Ash can’t bring himself to fully quell the woman he cares for, even after the demons have taken hold of her. The cruel phantoms toy with him by returning her to the surface for a fleeting instant, in one of the film’s most harrowing moments. What’s more, The Evil Dead’s recurring symbol is the necklace Ash gave to Linda in a quiet moment, one that he holds onto as a reminder throughout the grisly proceedings. Theirs isn’t the world’s grandest love story, but these moments provide just enough dimension to Ash to make us sympathize with him as the beleaguered prey of these evil spirits and to feel his sense of loss amid the gloriously bloody display.

It remains stunning, almost forty years later, how much of that sort of spectacle Raimi and company managed to achieve amid such a fledgling production. Much of that owes to Raimi’s direction and the work of cinematographer Tim Philo. Despite the entire film taking place in one cabin and the small wooded area surrounding it, there’s a tremendous sense of place to The Evil Dead.

What emerges from the brilliant shots that hold the film together. There are plenty of Raimi’s famed dutch angles and the sort of long adventurous takes which add a sense of fluidity and scale to these scenes. But Raimi also knows when to close in on his actors’ eyes to convey the abject fear of a given moment, when to focus on the grasping of a tool or a hunk of flesh to force the audience to confront some piece of the horror in miniature, and when to go behind the eyes of a demonic spirit to lend otherwise calm sequences a demonic air. He and Philo were forced to improvise any number of rigs and off-the-cuff techniques to make a small movie seem big, and they succeeded with gory gusto.

[Raimi] and Philo were forced to improvise any number of rigs and off-the-cuff techniques to make a small movie seem big, and they succeeded with gory gusto.

The Evil Dead succeeds just as much due to the superb production design and make-up work at play. Raimi’s ghouls and assorted fake shemps terrify with sunken eyes, twitching heads, and bloody maws. The cabin itself feels believably dilapidated and haunted by a dark past. And the woods come alive with frightening vigor and ill-intent. Again, for a movie made for comparative peanuts relative to big-budget horror, the sheer look, and feel of the thing is profoundly unnerving in the best way.

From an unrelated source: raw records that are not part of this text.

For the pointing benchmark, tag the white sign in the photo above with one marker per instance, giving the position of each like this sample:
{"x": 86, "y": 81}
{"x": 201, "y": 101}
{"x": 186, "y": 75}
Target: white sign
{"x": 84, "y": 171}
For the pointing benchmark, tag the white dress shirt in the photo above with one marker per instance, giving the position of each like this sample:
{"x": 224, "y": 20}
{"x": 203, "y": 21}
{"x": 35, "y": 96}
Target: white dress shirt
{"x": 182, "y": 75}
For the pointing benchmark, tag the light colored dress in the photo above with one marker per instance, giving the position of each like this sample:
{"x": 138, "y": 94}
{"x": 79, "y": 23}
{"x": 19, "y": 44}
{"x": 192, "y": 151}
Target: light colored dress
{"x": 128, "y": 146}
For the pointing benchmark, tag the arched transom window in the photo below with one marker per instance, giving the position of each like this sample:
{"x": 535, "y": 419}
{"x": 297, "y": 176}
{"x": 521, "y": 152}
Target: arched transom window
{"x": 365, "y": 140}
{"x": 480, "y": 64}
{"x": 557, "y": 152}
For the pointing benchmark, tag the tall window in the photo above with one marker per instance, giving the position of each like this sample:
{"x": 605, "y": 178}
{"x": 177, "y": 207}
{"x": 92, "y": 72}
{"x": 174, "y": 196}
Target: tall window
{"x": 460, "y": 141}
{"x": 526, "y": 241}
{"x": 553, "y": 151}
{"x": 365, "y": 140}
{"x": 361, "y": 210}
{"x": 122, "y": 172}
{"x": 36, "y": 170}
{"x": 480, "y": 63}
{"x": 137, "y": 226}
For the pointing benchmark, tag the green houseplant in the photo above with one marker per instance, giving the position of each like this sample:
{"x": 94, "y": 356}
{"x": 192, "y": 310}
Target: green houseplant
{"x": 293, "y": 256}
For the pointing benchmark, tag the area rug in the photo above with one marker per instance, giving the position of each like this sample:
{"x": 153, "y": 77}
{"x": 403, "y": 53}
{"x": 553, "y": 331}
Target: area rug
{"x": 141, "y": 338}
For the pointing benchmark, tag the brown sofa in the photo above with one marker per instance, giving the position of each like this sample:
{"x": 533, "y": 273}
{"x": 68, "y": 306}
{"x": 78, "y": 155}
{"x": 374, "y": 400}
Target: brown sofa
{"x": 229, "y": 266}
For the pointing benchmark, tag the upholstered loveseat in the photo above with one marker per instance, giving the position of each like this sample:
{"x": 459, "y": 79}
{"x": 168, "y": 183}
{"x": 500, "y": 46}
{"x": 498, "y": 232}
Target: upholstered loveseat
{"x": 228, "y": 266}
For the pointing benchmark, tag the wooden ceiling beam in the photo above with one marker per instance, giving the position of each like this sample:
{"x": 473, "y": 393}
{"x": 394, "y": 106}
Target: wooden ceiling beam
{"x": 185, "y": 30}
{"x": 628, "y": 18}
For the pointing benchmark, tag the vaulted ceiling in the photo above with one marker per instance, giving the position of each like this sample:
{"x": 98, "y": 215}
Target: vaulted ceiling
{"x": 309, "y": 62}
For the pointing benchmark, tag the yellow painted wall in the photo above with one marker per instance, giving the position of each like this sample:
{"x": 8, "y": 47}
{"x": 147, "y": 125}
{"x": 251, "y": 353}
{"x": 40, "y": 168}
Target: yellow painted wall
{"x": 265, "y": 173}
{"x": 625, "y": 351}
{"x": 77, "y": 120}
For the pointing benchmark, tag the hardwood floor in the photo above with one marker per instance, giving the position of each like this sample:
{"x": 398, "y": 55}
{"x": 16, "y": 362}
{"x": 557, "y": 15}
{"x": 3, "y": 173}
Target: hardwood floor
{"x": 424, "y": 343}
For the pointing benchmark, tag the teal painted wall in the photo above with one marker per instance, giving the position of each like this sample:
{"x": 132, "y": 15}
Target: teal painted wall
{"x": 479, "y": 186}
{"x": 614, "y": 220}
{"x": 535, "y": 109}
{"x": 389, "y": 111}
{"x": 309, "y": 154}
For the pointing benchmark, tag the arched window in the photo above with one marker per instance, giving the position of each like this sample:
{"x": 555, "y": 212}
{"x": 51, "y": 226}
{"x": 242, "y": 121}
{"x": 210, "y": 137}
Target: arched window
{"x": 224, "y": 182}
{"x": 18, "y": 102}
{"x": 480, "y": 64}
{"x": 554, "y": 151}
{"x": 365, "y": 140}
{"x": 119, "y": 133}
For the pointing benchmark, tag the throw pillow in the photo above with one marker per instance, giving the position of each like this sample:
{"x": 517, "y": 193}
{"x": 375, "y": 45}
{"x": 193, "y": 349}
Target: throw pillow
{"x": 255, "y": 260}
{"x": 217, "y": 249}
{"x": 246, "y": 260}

The aspect of The Evil Dead most evident in Raimi’s later work is the rhythm and tension he and his team imbue into each sequence. A film with as many ghastly assaults and big set pieces as this one could easily become exhausting or static. Instead, Raimi plays the audience like a fiddle: he knows when to slow down, when to exasperate the viewer with an onslaught of frights, and when to lure in the audience with an apparent moment of calm or temporary safety before punctuating it with another burst of sheer terror. There’s a steady pace to the movie’s scares and surprises, which preserves the suspense and amplifies the shock and catharsis of its ultimate horrors.

That is both the joy and the grand achievement of The Evil Dead. Raimi would soon surpass himself in craft and scale (and certainly funding), but he never made a more stomach-churning fright-fest than this first great leap into the world of horror. The sequels, while full of the same over-the-top sequences and vaguely Looney Tunes logic, have a lighter, more tongue-in-cheek feel to them. The shift is to their benefit, as Raimi’s later movies revel in the off-beat sense of gallows humor that became one of his trademarks.

But there’s something to be said for the raw fright the budding director leaned into here. More so than in any of his other films, you are Ash in this one, desperately trying to survive while an unholy curse slowly overtakes all you know and throws horror after horror at you. The budgets grew bigger. The scope grew wider. But the scares were never so terrifying, or so pure, as in Raimi’s first trip out to the woods.